Let’s put this in perspective for a business. Imagine that Company X is looking to implement custom AI solutions across the following four organizations: Customer Success (Chatbot), Legal (Policy Summarization), Finance (KYC), and Operations (Project Management). If Company X were to build this out using a typical development provider, they would need to create four separate instances to support each model - resulting in 4x the GPU consumption.
Gradient, on the other hand, leverages a multi-tenant architecture that enables businesses to use the same instance to create as many fine-tuned models as necessary. That means regardless of where you sit in the organization (e.g. Customer Success, Legal, etc.) or how many use cases you might have, all your fine-tuned models will share the same computational resource - minimizing costs and maximizing efficiency across your GPU.
Dynamic LoRA Batching and Loading
Instead of pre-loading all of the fine-tuned model weights from the start, Gradient will only load the pre-trained model’s weights at that time. Each of the fine-tuned model adapters will be dynamically loaded in at the right moment during runtime - optimizing efficiency and removing unnecessary bottlenecks. It’s important to note that any new adapter that’s loaded in won’t interfere with any of the ongoing requests that may be further along the process, and those requests will carry on as intended.
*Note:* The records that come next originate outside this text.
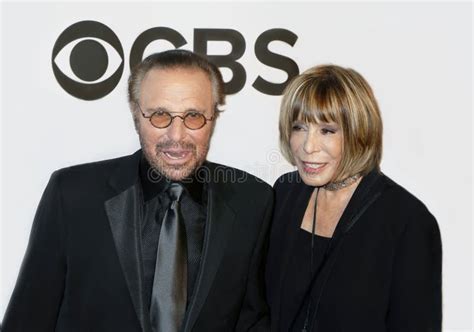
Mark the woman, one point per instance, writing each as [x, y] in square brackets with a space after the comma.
[350, 250]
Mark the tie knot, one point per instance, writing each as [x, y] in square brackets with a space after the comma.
[175, 190]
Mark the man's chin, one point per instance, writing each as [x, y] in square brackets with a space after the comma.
[175, 173]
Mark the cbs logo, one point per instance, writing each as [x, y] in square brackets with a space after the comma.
[95, 62]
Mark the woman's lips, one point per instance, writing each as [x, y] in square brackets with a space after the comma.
[313, 168]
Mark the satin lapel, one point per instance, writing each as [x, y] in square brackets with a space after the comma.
[220, 218]
[294, 217]
[124, 213]
[367, 192]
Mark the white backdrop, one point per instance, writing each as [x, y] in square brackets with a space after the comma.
[416, 56]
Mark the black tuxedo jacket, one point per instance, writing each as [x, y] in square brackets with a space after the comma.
[82, 270]
[383, 271]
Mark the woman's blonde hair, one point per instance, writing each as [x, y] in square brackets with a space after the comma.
[329, 93]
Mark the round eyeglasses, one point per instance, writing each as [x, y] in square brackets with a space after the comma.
[162, 119]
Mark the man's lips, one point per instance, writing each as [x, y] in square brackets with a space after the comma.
[176, 154]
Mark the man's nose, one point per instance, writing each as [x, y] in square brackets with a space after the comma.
[176, 130]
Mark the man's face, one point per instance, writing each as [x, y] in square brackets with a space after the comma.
[175, 151]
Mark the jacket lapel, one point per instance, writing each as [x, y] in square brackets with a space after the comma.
[124, 214]
[366, 193]
[220, 218]
[300, 199]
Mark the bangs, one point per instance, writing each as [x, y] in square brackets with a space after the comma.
[317, 102]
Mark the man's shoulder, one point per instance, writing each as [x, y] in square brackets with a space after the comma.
[92, 171]
[235, 177]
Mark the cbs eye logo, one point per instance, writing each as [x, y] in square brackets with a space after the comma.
[94, 50]
[88, 58]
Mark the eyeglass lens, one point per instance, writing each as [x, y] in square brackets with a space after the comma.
[192, 120]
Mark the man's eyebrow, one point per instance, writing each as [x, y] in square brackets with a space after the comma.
[191, 109]
[157, 109]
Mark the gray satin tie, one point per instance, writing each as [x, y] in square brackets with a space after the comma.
[168, 300]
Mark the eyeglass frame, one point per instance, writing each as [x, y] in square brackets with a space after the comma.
[172, 117]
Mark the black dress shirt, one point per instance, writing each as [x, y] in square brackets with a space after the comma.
[156, 202]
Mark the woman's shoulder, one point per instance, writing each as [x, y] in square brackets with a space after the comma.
[398, 200]
[287, 180]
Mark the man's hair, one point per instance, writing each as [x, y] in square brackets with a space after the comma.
[330, 93]
[174, 59]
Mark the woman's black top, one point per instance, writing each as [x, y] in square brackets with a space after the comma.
[295, 297]
[383, 266]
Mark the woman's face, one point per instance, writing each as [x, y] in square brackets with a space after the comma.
[317, 150]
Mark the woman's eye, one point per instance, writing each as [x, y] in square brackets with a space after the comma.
[297, 127]
[326, 131]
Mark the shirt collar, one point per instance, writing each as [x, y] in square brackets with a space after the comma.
[154, 183]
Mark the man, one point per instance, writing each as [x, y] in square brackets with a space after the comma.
[161, 240]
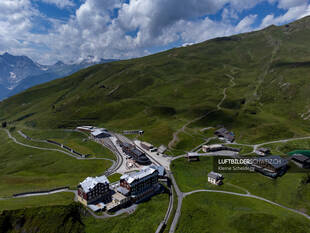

To further enhance throughput, Gradient has embedded Dynamic LoRA Batching into the process to support the challenges that typically occur from continuous batching. For those who aren’t familiar with continuous batching, this concept enables high performance text generation by batching multiple requests together between each token generation as new requests flow in and older requests are completed. However the challenge here is that only one set of adapter weights can be used at a time when exchanging LoRA weights between requests, forcing incoming requests to either:
Wait on standby until all active requests are complete for a particular adapter, creating longer latency for adapters that aren’t in use.
Constantly need to swap between adapters throughout the process which is counterintuitive.
To get around this, Gradient uses a scheduler to optimize throughput in batches so that you’ll be able to retain the benefits from continuous batching while having it work concurrently across multiple sets of LoRA adapters. Here’s a breakdown of how it works.
Active Adapters: At all times, a certain quantity of adapters (N) will be designated as active, with their weights loaded onto the GPU and readily available to be employed during the decoding process.
Batched and Masked: Requests from active adapters will be exhausted from their queues and batched together continuously. To avoid mismatches, a mask is applied to ensure the right adapter is applied to each request in the batch.
Scheduler: Once the allocated amount of time has passed, the scheduler will select the next set of adapters that 1) has a request and 2) has been sitting in queue for the longest duration. Those adapters will then be marked as active and replace the longest sitting active adapters that held that spot previously. It’s important to note that duration of time between exchanging active adapters can be adjusted to prioritize throughput versus latency.